The penthouse dilemma story in yesterday's Good Morning was evidently inaccurate and incomplete.

Among the dozens of onlookers who spent much of the day Saturday supervising the crane assembly and glass-lifting from the sidewalk was a neighbor, Carolyn, not pictured above, who had the real scoop.

The crane, she reports, arrived on seventeen tractor trailers. The guys assembling it say it's one of three of its kind in the entire country. 

And the glassworkers were from Local 252, not 262 as written in these pages.

Several commenters observed that the estimate of a quarter million dollars to pay for new windows was likely on the low side. They believe the actual expense could be two or even three times as high.

But the main thing is: a good time was had by all.

Posted by Ellen

This is the story we heard Saturday on the street. Of course, none of it is confirmed.

So. There's this guy who bought a penthouse atop a nice new condo tower on 18th Street, half a block north of Rittenhouse Square. His unit includes a nice big terrace that wraps around at least two sides of the building; his views must include virtually all of downtown Philadelphia and beyond. Expansive, and no doubt expensive.

But not good enough. He didn't like his windows, we're told. He wanted to replace them with better windows and, apparently, more windows. He wanted lots and lots of really, really big windows. Three long trailer trucks full of windows.

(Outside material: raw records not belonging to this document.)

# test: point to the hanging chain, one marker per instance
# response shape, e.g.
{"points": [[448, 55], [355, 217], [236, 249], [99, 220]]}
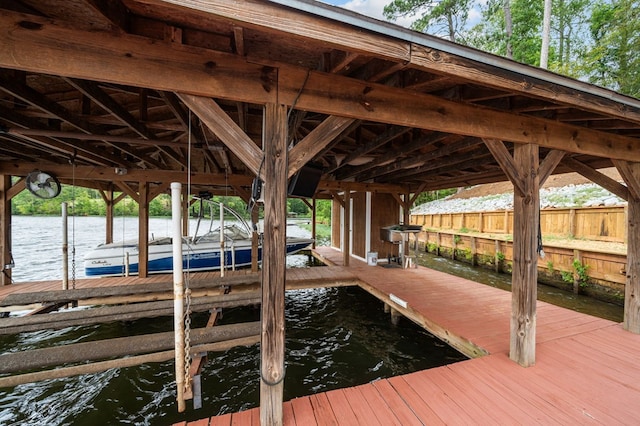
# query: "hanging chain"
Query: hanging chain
{"points": [[73, 222], [187, 291], [187, 338]]}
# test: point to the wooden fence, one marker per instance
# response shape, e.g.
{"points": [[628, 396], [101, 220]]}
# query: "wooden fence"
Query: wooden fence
{"points": [[592, 223], [599, 274]]}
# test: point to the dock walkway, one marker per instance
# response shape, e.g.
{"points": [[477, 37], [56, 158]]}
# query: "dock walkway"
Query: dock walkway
{"points": [[586, 368]]}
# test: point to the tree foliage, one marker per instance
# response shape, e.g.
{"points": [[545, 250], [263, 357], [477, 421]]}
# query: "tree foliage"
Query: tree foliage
{"points": [[442, 17], [595, 41], [614, 61]]}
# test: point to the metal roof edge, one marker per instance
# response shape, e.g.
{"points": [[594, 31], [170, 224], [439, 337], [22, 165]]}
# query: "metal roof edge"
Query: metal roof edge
{"points": [[393, 30]]}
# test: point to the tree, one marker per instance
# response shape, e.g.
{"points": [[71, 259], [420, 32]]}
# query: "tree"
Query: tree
{"points": [[443, 17], [614, 61]]}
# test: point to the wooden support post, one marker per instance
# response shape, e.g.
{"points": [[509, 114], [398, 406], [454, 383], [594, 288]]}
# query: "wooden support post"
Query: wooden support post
{"points": [[395, 316], [313, 222], [185, 213], [255, 237], [273, 265], [5, 229], [474, 251], [454, 245], [572, 223], [347, 228], [109, 205], [143, 230], [577, 256], [526, 207], [630, 172], [506, 222]]}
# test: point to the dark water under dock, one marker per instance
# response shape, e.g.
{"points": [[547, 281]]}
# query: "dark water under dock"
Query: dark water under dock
{"points": [[546, 293], [335, 338]]}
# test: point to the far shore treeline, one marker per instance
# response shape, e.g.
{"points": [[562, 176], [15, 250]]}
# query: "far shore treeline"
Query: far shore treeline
{"points": [[88, 202]]}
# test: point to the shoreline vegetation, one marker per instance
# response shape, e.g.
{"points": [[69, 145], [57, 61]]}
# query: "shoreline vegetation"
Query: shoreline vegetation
{"points": [[88, 202]]}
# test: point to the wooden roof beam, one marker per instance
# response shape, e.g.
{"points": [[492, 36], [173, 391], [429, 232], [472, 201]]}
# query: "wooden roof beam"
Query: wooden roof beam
{"points": [[226, 129], [599, 178], [50, 144], [97, 95], [161, 66], [419, 160], [109, 174], [507, 164], [449, 164], [382, 139], [325, 133]]}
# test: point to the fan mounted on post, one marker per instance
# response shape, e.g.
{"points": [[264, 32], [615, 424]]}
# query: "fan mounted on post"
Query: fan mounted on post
{"points": [[43, 185]]}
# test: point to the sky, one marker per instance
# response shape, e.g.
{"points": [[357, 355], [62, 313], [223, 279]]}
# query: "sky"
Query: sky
{"points": [[373, 8]]}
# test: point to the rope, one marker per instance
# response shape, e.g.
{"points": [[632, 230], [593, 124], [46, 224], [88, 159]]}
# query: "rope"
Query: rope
{"points": [[187, 292], [73, 221]]}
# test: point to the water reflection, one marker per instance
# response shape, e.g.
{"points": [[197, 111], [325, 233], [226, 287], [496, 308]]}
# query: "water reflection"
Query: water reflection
{"points": [[335, 338], [579, 303]]}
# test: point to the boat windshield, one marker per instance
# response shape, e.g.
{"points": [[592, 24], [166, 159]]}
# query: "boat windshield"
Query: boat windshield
{"points": [[231, 233]]}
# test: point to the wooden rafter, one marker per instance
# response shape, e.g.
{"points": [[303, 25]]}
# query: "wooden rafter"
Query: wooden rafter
{"points": [[507, 163], [97, 95], [233, 78], [226, 129], [549, 164], [316, 141], [595, 176], [390, 134]]}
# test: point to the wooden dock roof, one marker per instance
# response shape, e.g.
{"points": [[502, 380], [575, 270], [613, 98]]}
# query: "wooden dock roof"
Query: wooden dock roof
{"points": [[127, 85]]}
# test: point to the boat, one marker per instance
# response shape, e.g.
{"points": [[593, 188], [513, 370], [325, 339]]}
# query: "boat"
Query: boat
{"points": [[200, 253]]}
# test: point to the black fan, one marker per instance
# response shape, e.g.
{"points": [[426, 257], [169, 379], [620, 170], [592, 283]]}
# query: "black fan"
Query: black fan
{"points": [[43, 185]]}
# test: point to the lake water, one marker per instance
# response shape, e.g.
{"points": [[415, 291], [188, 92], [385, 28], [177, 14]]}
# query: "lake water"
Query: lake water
{"points": [[334, 338]]}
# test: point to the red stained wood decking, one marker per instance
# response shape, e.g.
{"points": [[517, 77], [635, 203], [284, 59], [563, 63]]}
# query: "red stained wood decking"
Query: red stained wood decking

Problem was, the new windows wouldn't fit in the elevator to get them up to his penthouse.

He needed a crane, and not just any crane. To operate in the cramped confines of a narrow city street laid out in the days of William Penn, the crane had to lift glass straight up for hundreds of feet and then rotate without bumping into any of the buildings thereabouts and deposit the glass gently on the penthouse terrace. Vehicular traffic could be blocked during this process, but not pedestrian traffic; nearby businesses wanted to keep their doors open the entire time.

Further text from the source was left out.